Un secondo studio ha rilevato che, nei 4 mesi successivi all’infezione, le persone che avevano avuto il Covid-19 avevano un rischio di insufficienza cardiaca di circa 2,5 volte maggiore rispetto a quelle che non erano state infettate.
Sarah Wulf Hanson dell’Institute for Health Metrics and Evaluation dell’Università di Washington a Seattle ha utilizzato i dati di Al-Aly per stimare a quanti attacchi di cuore e ictus è stato associato il Covid-19.
Il suo lavoro inedito suggerisce che, nel 2020, le complicazioni dopo Covid-19 hanno causato 12 mila ictus in più e 44 mila attacchi di cuore in più negli Stati Uniti, numeri che sono saliti a 18 mila ictus e 66 mila attacchi di cuore nel 2021.
Ciò significa che il Covid-19 avrebbe aumentato i tassi di infarto di circa l’8% e di ictus di circa il 2%. Gli effetti indiretti della pandemia, come visite mediche mancate, stress e la natura sedentaria dell’isolamento a casa, probabilmente hanno ulteriormente contribuito al carico cardiovascolare per molte persone, suggeriscono gli scienziati su Nature.
Tuttavia, questi numeri non corrispondono a ciò che alcuni ricercatori hanno osservato nella pratica clinica.
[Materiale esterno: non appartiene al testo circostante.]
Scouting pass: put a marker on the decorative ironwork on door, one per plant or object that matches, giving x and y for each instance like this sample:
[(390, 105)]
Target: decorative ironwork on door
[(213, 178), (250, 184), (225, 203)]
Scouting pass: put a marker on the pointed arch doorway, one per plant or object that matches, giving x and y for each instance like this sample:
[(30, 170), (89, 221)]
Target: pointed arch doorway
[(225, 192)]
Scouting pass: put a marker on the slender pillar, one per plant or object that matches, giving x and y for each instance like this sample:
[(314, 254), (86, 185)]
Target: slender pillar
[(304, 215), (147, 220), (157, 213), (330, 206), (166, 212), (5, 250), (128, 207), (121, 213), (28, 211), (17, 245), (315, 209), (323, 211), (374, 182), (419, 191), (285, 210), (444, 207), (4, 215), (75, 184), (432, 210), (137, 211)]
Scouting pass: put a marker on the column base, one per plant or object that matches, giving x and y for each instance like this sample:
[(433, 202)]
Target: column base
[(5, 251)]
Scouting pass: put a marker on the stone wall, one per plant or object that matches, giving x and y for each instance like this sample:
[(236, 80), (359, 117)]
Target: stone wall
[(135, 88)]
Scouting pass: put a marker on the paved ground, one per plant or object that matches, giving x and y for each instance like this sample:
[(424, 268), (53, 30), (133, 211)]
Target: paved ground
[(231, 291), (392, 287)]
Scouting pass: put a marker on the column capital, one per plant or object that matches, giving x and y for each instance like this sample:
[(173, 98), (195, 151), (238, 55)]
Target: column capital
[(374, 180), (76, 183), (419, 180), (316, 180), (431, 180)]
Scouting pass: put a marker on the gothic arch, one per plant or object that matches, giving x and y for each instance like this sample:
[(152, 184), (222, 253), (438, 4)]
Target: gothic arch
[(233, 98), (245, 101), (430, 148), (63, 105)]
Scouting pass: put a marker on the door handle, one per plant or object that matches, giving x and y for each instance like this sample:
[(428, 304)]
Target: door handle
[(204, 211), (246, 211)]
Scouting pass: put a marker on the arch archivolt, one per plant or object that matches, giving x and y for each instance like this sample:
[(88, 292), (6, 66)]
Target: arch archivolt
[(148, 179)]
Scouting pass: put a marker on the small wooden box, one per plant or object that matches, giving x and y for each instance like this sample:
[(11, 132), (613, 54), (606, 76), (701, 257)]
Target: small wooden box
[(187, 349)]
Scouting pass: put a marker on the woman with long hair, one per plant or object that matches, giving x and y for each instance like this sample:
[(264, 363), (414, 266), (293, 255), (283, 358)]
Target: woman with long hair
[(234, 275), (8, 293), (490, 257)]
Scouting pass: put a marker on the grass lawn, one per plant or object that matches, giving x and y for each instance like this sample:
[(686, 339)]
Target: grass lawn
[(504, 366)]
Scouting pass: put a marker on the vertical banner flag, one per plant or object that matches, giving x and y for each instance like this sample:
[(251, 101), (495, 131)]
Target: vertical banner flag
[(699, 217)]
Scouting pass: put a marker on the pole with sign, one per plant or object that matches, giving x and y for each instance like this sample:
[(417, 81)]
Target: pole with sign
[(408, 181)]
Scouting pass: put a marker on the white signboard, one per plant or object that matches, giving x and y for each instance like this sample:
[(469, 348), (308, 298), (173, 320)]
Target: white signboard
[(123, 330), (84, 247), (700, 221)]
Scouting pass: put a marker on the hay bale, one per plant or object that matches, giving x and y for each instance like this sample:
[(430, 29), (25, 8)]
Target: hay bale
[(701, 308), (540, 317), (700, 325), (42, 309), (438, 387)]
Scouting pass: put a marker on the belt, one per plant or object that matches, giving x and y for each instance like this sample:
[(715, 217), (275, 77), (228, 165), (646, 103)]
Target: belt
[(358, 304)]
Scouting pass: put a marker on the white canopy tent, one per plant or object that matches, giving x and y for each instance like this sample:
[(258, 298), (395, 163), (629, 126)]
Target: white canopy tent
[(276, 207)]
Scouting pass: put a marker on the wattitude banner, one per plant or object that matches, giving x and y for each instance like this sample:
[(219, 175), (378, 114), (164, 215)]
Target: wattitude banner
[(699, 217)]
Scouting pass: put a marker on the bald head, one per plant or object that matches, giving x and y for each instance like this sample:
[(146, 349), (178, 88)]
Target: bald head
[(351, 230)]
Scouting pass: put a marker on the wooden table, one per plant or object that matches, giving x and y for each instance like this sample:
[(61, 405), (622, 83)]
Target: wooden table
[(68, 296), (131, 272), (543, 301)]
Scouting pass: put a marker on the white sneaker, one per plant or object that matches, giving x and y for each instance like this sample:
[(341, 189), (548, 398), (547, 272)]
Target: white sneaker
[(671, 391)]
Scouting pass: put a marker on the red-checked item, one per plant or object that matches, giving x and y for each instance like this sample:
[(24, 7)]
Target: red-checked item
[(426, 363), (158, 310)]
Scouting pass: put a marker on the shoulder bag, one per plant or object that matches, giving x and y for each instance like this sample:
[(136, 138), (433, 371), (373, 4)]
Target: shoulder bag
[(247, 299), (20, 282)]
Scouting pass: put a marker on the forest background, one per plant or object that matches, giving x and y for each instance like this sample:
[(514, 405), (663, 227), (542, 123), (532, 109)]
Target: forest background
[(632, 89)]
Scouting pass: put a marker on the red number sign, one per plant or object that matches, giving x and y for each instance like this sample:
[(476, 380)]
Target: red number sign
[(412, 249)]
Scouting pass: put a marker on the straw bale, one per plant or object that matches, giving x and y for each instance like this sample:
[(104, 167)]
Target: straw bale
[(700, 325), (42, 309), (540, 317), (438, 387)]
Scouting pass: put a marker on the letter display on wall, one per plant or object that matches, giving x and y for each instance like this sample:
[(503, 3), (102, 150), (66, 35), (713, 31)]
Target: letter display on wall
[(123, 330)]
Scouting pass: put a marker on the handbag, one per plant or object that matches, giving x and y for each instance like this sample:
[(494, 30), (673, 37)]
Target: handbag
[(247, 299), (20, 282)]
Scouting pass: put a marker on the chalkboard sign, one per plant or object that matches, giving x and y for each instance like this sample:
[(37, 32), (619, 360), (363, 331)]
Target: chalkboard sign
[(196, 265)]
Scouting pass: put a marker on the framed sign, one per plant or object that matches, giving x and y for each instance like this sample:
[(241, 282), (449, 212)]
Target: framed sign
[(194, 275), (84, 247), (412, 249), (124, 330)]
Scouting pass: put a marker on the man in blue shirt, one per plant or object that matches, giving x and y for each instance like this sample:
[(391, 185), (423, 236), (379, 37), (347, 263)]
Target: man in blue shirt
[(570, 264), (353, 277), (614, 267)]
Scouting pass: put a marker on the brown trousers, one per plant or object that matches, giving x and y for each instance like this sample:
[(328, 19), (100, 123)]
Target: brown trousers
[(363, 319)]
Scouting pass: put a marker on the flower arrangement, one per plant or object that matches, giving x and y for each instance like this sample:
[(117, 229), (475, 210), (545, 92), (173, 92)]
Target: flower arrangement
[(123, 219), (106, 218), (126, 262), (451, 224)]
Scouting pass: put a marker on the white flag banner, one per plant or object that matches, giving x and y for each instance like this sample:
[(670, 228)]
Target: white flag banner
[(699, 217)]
In un piccolo studio su 52 persone, Gerry McCann, specialista in imaging cardiaco presso l’Università di Leicester, Regno Unito, e i suoi colleghi hanno scoperto che le persone che si erano riprese dopo essere state ricoverate in ospedale con Covid-19 non avevano un tasso di malattie cardiache maggiore di un gruppo di persone che avevano condizioni di base simili ma non erano state infettate.
Il processo era di ordini di grandezza inferiore a quello di Al-Aly, ma McCann e i suoi colleghi stanno lavorando a uno studio più ampio con circa 1.200 partecipanti.
I risultati devono ancora essere pubblicati, ma McCann afferma che “più dati acquisiamo, più l’ipotesi si rafforza”. Nonostante, ad oggi, i ricercatori abbiano un quadro incompleto degli effetti cardiovascolari di Covid-19, i medici raccomandano cautela.
Un gruppo di esperti convocato dall’American College of Cardiology consiglia ai medici di testare le persone che hanno avuto Covid-19 per problemi cardiovascolari se hanno fattori di rischio come l’età o l’immunodepressione.
Le risposte a molte domande sugli impatti a lungo termine del Covid-19 potrebbero provenire da un ampio studio chiamato Researching Covid to Enhance Recovery, o RECOVER, project, che mira a seguire 60 mila persone per un massimo di 4 anni in più di 200 paesi negli Stati Uniti.
Lo studio includerà partecipanti con long Covid, persone che sono state infettate e si sono riprese e altre che non sono mai state infettate.
Stuart Katz, della New York University è il ricercatore principale del processo. Lui e i suoi colleghi hanno in programma di studiare bambini, adulti, persone incinte e bambini nati durante la pandemia.